We are created. Not only that, our calling is to be creative and to let our gift of creativity bless the world we live in. More importantly, our calling as created beings is to go back to the Creator, God our Father. For we are made in the image of God and everything we do is a reflection of God's grace to us. In a stirring book about letting our creativity become our act of worship, authors Thomas Terry and J. Ryan Lister come together to help us knit together the grand spectrum of creativity through art, beauty, and theology. Like all books that touch on Christian spirituality, the authors begin with God. Jesus has said that without Him, we can do nothing. For if God is the Creator of all things, surely the gift of creativity comes from Him! In the foreword, Jackie Hill-Perry says it well that creativity is "best understood in light of Him and not in spite of Him." Ditto that. What then is need is to "reclaim creativity" from warped definitions and erroneous implications. How is it reclaimed? Terry and Lister assert that reclaiming means:
What belongs to God should go back to God;
We should be reconciled back with God;
We recognize all creative work flows out of God;
Creativity is for God and is there for the worship of God;
Turning our works into acts of beauty in worship to God.
The authors demonstrate the connection to God by declaring that acts of creativity needs a beginning and a direction. Any haphazard art strategy or plan arising from some random idea would only end up in "exhaustion and superficiality." Thus, our creativity stems from the glory of God, and because of this, our response is to reflect the glory of God. Put it another way, we begin and end in God.
This book essentially looks at creativity from five theological orientations. First, creativity is anchored in God's very nature. Terry and Lister spend a substantial amount of time to emphasize that our fullest expression of creativity is in God alone and for God alone. This has to do with our origins and the creation. As the Architect of the Universe, God has also given us the capacity to provide blueprints in our creativity. As Artist, God augments the work with beauty. As Author, God tells the story through His work. Second, creativity is purposeful. This has to do with calling and mandate. As people created in the image of God, we continue in God's work. Not only that, we take on God's attributes of giving, of blessing, and of influencing the world for good. When our purpose becomes an extension of God's purpose, we begin to tell the big story of God, to love our neighbour as ourselves. By linking creativity with the greatest commandment, we see creativity as the way to do just that. Third, creativity has been corrupted by sin. From bringing glory to God, we become more self-centered, more self-determined, and more idolatrous. Not only do we turn our attention away from God, we make others do the same. This rebellion has to be dealt with. Fourth, creativity is also about redemption. We are restored in Christ. Our art and creation should reflect the wonderful work. Finally, creativity leads toward the glory of God. We are the new creation.
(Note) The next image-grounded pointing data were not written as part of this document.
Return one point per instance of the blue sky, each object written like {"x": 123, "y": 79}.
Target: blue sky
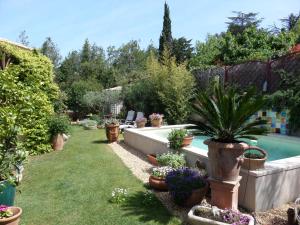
{"x": 113, "y": 22}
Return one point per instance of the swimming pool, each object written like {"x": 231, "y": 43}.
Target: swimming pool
{"x": 277, "y": 146}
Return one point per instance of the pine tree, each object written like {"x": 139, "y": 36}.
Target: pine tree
{"x": 165, "y": 40}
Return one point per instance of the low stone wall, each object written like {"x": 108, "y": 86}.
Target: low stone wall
{"x": 260, "y": 190}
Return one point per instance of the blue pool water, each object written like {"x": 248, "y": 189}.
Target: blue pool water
{"x": 277, "y": 146}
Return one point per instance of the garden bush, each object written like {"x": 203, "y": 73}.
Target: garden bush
{"x": 27, "y": 95}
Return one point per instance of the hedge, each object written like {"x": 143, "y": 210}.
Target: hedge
{"x": 27, "y": 95}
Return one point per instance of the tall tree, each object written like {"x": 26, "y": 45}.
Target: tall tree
{"x": 290, "y": 21}
{"x": 182, "y": 50}
{"x": 241, "y": 21}
{"x": 165, "y": 40}
{"x": 23, "y": 38}
{"x": 50, "y": 49}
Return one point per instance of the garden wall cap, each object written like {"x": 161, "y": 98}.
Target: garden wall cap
{"x": 15, "y": 43}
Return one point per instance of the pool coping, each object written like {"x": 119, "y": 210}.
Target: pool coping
{"x": 271, "y": 167}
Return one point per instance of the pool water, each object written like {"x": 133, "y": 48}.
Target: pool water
{"x": 277, "y": 146}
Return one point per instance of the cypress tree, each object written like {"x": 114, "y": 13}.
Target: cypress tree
{"x": 165, "y": 39}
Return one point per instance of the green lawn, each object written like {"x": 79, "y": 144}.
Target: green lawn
{"x": 73, "y": 186}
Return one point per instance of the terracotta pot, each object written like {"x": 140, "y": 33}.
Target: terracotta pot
{"x": 141, "y": 124}
{"x": 254, "y": 164}
{"x": 225, "y": 159}
{"x": 156, "y": 123}
{"x": 187, "y": 141}
{"x": 58, "y": 142}
{"x": 152, "y": 159}
{"x": 112, "y": 132}
{"x": 197, "y": 196}
{"x": 158, "y": 183}
{"x": 15, "y": 219}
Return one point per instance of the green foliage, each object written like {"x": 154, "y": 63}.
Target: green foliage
{"x": 288, "y": 96}
{"x": 27, "y": 92}
{"x": 58, "y": 125}
{"x": 170, "y": 159}
{"x": 224, "y": 116}
{"x": 165, "y": 39}
{"x": 175, "y": 138}
{"x": 174, "y": 86}
{"x": 182, "y": 50}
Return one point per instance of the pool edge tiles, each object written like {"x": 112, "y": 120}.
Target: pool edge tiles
{"x": 260, "y": 190}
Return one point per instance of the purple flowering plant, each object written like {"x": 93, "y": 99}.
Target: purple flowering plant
{"x": 156, "y": 116}
{"x": 234, "y": 217}
{"x": 181, "y": 182}
{"x": 5, "y": 212}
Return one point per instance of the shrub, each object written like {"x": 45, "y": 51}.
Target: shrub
{"x": 171, "y": 160}
{"x": 175, "y": 138}
{"x": 58, "y": 125}
{"x": 182, "y": 182}
{"x": 27, "y": 92}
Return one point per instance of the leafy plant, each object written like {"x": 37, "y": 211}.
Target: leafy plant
{"x": 182, "y": 182}
{"x": 119, "y": 195}
{"x": 161, "y": 172}
{"x": 175, "y": 138}
{"x": 58, "y": 125}
{"x": 5, "y": 212}
{"x": 171, "y": 159}
{"x": 224, "y": 116}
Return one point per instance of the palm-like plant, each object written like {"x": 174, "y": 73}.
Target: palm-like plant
{"x": 225, "y": 116}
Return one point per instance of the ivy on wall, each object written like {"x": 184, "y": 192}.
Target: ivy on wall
{"x": 27, "y": 95}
Creation is good for God has said that when He created the world. The good news is that it continues to be good. Our participation in the creative process continues to bring about lots of good. In some quarters, people have separated the arts and the creative process from theology and Christianity. This should not be. Christians are called to be creative beings. Creativity ought to be the inspiration for all good works and all beauty. The authors make a powerful case to help us think theologically about our world, our works, and our worth. We learn to see the world from God's perspectives. We see our good works as an expression of God's creative being. We remember our worth as being connected to Christ our Saviour and our Redeemer. This book gives us much theological framework to inspire our creative works. Every aspect of theology could be part of that inspiration. Even the reality of the Fall could be seen in the Old Testament. The Bible often paints idolatry as is, to show us the horrors of sin and wickedness. It reminds us that man's efforts like the tower of Babel are simply inferior ways of copying God. I like the way Terry and Lister frame the overall scheme of things.
We are stewards of God's gifts;
We extend God's creatvity;
We love our neighbour through creative arts and good works;
We bring glory to God as more people enter His kingdom;
We rejoice as God's kingdom come.
Most of all, there is a progressive movement of being freed to worship God and to bring glory to Him through all our creativity. This book is definitely more about theology than practical applications. I am still intrigued by the cover, what the letters C, H, T, and D stand for. Is the tower referring to the Tower of Babel or the steps to the glory of God? These are questions that perhaps the authors would know best. Nevertheless, if you are looking to find theological support for our art, music, and creative calling, this book would provide that.
Thomas J. Terry is founder and executive director of Humble Beast, a record label and ministry in Portland, Oregon. He also serves as executive pastor at Trinity Church of Portland. J. Ryan Lister is professor of Theology at Western Seminary in Portland, Oregon. He is also director of doctrine and discipleship at Humble Beast.
Rating: 4 stars of 5.
This book has been provided courtesy of Moody Publishers without requiring a positive review. All opinions offered above are mine unless otherwise stated or implied.